Censoring MPs

Published March 25, 2017
The writer is an author and lawyer based in Mumbai.
The writer is an author and lawyer based in Mumbai.

RIGHT at the outset, India decided to have a “parliamentary system of constitution, the British type of constitution, with which we are familiar,” as Vallabhbhai Patel said in June 1947. This emulation went to unusual lengths, the British model getting a specific mention in the Indian constitution, which came into effect on Jan 26, 1950.

Articles 105(3) and 194(3) of the constitution empower, respectively, parliament and state legislatures to define their powers, privileges and immunities ‘by law’ — but, ‘until so defined’, “they shall be those of the House of Commons of the Parliament of the United Kingdom, and of its members and committees, at the commencement of this constitution”. This is still the position, despite cosmetic amendments.

In 1958, a majority of the Indian Supreme Court ruled that “the House of Commons had at the commencement of our constitution the power or privilege of prohibiting the publication of even a true and faithful report of the debates or proceeding” and that “the effect in law of the order of the speaker to expunge a portion of the speech of a Member may be [sic] as if that portion had not been spoken”. It was pure ipse dixit. Worse still, they drew from it an absurd conclusion: “A report of the whole speech in such circumstances, though factually correct, may [sic], in law, be regarded as perverted and unfaithful report.”


Expunging parliamentary records is an abuse of power.

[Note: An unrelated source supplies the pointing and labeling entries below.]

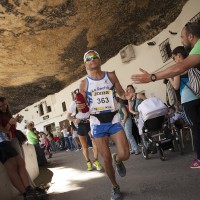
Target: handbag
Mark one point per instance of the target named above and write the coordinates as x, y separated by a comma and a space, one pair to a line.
21, 137
194, 80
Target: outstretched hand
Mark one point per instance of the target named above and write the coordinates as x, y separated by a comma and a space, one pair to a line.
141, 78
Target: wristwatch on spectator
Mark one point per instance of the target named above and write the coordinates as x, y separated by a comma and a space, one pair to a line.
153, 77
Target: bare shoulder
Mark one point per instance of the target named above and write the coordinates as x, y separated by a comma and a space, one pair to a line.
83, 85
113, 77
141, 96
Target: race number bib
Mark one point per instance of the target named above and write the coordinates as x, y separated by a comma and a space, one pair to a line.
103, 100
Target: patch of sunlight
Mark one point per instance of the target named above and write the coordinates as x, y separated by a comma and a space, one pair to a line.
69, 179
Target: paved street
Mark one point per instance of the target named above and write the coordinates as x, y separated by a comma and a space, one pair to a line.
151, 179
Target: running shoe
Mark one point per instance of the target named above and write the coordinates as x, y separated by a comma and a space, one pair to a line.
115, 193
120, 168
30, 194
41, 194
97, 165
89, 166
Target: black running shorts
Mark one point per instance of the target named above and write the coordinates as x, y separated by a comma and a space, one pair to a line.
6, 151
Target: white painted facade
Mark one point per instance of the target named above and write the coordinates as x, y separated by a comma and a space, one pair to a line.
147, 57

Nine years later, the report of the Select Committee on Parliamentary Privileges of the House of Commons proved the majority hopelessly wrong. The house had abandoned the ancient practice.

The speaker of the house has none of the powers that successive speakers of the Lok Sabha have wielded for decades. One of them is the power to not only expunge words from the proceedings’ official records at the speaker’s own discretion, but to also direct the press not to report them.

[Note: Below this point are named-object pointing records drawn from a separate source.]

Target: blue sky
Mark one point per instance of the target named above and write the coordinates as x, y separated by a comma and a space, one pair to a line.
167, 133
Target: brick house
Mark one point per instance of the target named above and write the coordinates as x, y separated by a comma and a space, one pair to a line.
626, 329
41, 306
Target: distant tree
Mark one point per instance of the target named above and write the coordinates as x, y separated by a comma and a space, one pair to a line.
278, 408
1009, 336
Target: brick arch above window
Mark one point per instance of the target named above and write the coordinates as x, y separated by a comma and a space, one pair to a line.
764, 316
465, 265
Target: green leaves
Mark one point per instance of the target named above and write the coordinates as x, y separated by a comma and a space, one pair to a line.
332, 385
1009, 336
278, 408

Last month, the Communist Party of India (Marxist) leader Sitaram Yechury discovered that a speech he had given had been censored. Some passages had been deleted from the official record, even though they contained nothing unparliamentary or in breach of the rules, and neither had there been any such instruction from the chair during his speech. Six small portions were “expunged as ordered by the Chair”. Some of the portions were later restored.

The deleted words, now back in the record, include “deception”, “disruption”, “diversion” and “diabolic agenda”. Last year, another member, M.B. Rajesh, had complained of something similar in the Lok Sabha when a critical mention of the Rashtriya Swayamsevak Sangh was dropped from the ‘verbatim records’.

The speaker’s power to expunge portions of the legislature’s record does not imply a power to order the press not to report the expunged portions. Another abuse is to order (in advance) that nothing is to be recorded because, in the speaker’s view, the member is infringing the rules. The rules themselves confer no such power.

Only words that are defamatory, indecent, unparliamentary or undignified “may be expunged from the proceedings of the House”. The rule concerns words ‘used’, not pre-emptively on those about to be used. It is altogether distinct from the speaker’s disciplinary powers.

There is an entire section in Erskine May’s Parliamentary Practice on the powers of the chair to enforce order. Expunction is not among them. But recently, in the last few decades, speakers have claimed ‘certain inherent powers’, including the power to expunge parts of the record.

We have an authoritative statement of the law by the clerk of the House of Commons. The law is stated in a memorandum to the privileges committee dated May 9, 1978: “At present the speaker has no such power. The house itself has a power to order entries to be expunged from the journal and has exercised this power on rare occasions, though the manner in which the orders have been executed has varied … As far as any right or duties the press may have, they rest on reporting proceedings in parliament, not in quoting the official report.”

It continues, “Hansard is as faithful a report as can be produced of what is said in the house. To bowdlerise Hansard in this fashion would be to pretend that words which undoubtedly had been said had never been said at all. In that event, Hansard would cease to be a faithful record.”

A speech in parliament is addressed as much to the nation as it is to members of parliament. The people have a right to know who says what. Yet, even in this day and age where parliamentary proceedings are broadcast live on television, speakers persist in giving these absurd orders. If this abuse continues, both parliamentary proceedings and press reportage on them will lose all credibility. As a result, both institutions will suffer.

The writer is an author and lawyer based in Mumbai.